GNU Parallel¶
GNU parallel is a shell tool for executing jobs in parallel using one or more computers. A job can be a single command or a small script that has to be run for each of the lines in the input. The typical input is a list of files, a list of hosts, a list of users, a list of URLs, or a list of tables. A job can also be a command that reads from a pipe. GNU parallel can then split the input and pipe it into commands in parallel.
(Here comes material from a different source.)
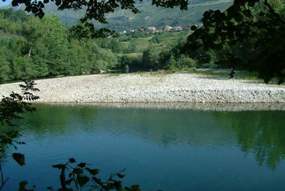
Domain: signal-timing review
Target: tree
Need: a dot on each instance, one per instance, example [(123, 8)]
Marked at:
[(248, 35)]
GNU Parallel is available as a module on Apocrita.
Usage¶
To run the default installed version of GNU Parallel, simply load the parallel
module:
module load parallel
then run, for example a parallel gzip on multiple files:
parallel gzip ::: file1 file2 file3
Alternatively, the list of commands to run can be specified using an input file:
parallel ::: < list.sh
Within a script this can be done using a here document e.g.
parallel ::: <<ENDOFLIST
command1 -option1 file1
command2 -option2 file2
ENDOFLIST
Example jobs¶
Serial job¶
Here is an example job running on 4 cores.
#!/bin/bash
#$ -cwd
#$ -j y
#$ -pe smp 4
#$ -l h_rt=1:0:0
#$ -l h_vmem=1G
module load parallel
parallel gzip ::: file1 file2 file3 file4